REPUBLIKA.CO.ID, JAKARTA -- Sejak 2010, vape telah dikaitkan dengan setidaknya lima kematian di Inggris. Meskipun tidak ada penyebab konkret yang dapat ditetapkan, namun dicurigai vaping menjadi penyebabnya. Kematian tersebut juga disebabkan oleh komplikasi kesehatan lainnya
Tiga orang meninggal karena masalah pernapasan. Salah satunya disebabkan oleh menghirup minyak atau lemak, konsekuensi potensial yang diketahui dari vaping.
Dua lainnya meninggal karena gangguan jantung, termasuk satu dari serangan jantung.
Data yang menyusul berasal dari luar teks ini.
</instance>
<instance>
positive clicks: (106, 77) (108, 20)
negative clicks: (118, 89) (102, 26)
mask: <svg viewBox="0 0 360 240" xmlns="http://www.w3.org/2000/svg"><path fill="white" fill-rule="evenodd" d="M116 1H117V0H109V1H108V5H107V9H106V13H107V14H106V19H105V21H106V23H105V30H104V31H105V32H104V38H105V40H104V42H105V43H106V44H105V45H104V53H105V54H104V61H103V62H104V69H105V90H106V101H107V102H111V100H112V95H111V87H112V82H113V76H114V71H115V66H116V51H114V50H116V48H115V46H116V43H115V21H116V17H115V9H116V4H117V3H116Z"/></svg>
Para ahli khawatir jumlah korban tewas tersebut hanya puncak gunung es.
Kepala Departemen Kesehatan Masyarakat di Birmingham City University, dr Salim Khan, mengatakan, analisis The Medicines and Healthcare Products Regulatory Agency (MHRA) disambut baik karena memberikan bukti tambahan tentang potensi bahaya yang dapat ditimbulkan oleh rokok elektrik dan vaping.
"Data tersebut mungkin hanya mewakili puncak gunung es," ujarnya, seperti dikutip dari laman The Sun, Selasa (27/6/2023).
Untuk menetapkan potensi dampak rokok elektrik dan vaping terhadap kesehatan masyarakat, mereka memerlukan pengumpulan dan pelaporan data yang berkelanjutan.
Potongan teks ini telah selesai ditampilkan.